M. Jacqui Alexander is one of the most important theorists of
transnational feminism working today. Pedagogies of Crossing brings
together essays she has written over the past decade, uniting her
incisive critiques, which have had such a profound impact on
feminist, queer, and critical race theories, with some of her more
recent work. In this landmark interdisciplinary volume, Alexander
points to a number of critical imperatives made all the more urgent
by contemporary manifestations of neoimperialism and neocolonialism.
Among these are the need for North American feminism and queer
studies to take up transnational frameworks that foreground questions
of colonialism, political economy, and racial formation; for a
thorough re-conceptualization of modernity to account for the
heteronormative regulatory practices of modern state formations; and
for feminists to wrestle with the spiritual dimensions of experience
and the meaning of sacred subjectivity.
In these
meditations, Alexander deftly unites large, often contradictory,
historical processes across time and space.

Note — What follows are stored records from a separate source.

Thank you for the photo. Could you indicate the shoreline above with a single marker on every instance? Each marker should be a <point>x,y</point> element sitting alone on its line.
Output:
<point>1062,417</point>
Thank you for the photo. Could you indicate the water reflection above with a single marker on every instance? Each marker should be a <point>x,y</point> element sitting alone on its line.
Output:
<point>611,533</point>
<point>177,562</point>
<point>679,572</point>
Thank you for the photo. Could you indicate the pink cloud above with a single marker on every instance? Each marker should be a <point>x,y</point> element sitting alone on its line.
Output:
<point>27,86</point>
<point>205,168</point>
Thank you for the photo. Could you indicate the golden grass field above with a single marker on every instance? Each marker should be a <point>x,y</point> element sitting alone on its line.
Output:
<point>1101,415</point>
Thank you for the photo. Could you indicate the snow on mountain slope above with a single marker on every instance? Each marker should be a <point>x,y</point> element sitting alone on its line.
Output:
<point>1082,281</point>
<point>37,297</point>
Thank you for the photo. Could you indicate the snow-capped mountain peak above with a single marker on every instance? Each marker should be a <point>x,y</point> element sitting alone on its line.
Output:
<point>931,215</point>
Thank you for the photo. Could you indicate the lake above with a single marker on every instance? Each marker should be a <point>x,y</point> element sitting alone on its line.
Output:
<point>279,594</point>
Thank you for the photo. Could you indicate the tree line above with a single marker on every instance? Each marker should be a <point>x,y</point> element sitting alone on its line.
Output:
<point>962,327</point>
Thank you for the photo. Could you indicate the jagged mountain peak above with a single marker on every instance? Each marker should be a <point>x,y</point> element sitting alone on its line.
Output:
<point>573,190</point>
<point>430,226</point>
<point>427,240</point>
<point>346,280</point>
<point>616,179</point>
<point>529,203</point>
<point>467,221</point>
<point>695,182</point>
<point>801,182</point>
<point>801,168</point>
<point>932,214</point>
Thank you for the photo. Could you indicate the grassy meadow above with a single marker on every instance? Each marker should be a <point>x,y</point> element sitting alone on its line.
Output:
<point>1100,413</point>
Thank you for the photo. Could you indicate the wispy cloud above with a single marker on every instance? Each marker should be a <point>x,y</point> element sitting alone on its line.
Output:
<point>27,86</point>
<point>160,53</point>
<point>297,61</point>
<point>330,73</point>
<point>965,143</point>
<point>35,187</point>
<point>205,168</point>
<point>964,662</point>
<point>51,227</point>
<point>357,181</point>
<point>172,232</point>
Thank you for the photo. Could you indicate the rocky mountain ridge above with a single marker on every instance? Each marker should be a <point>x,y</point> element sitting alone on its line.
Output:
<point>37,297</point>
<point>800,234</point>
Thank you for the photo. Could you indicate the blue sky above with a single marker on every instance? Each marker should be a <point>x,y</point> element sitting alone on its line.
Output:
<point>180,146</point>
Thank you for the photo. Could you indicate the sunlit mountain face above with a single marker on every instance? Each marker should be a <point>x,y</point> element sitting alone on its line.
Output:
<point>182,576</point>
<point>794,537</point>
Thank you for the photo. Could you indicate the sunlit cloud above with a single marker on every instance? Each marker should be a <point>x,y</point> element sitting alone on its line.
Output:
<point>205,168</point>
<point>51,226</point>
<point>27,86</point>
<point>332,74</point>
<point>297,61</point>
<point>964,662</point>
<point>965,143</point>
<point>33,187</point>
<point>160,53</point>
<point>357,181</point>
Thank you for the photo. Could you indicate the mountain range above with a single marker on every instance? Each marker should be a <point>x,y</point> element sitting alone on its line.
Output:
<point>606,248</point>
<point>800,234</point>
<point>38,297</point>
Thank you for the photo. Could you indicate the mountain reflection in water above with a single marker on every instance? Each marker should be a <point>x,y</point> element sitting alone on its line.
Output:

She focuses on the
criminalization of queer communities in both the United States and
the Caribbean in ways that prompt us to rethink how modernity invents
its own traditions; she juxtaposes the political organizing and
consciousness of women workers in global factories in Mexico, the
Caribbean, and Canada with the pressing need for those in the
academic factory to teach for social justice; she reflects on the
limits and failures of liberal pluralism; and she presents original
and compelling arguments that show how and why transgenerational
memory is an indispensable spiritual practice within differently
constituted women-of-color communities as it operates as a powerful
antidote to oppression. In this multifaceted, visionary book,
Alexander maps the terrain of alternative histories and offers new
forms of knowledge with which to mold alternative futures.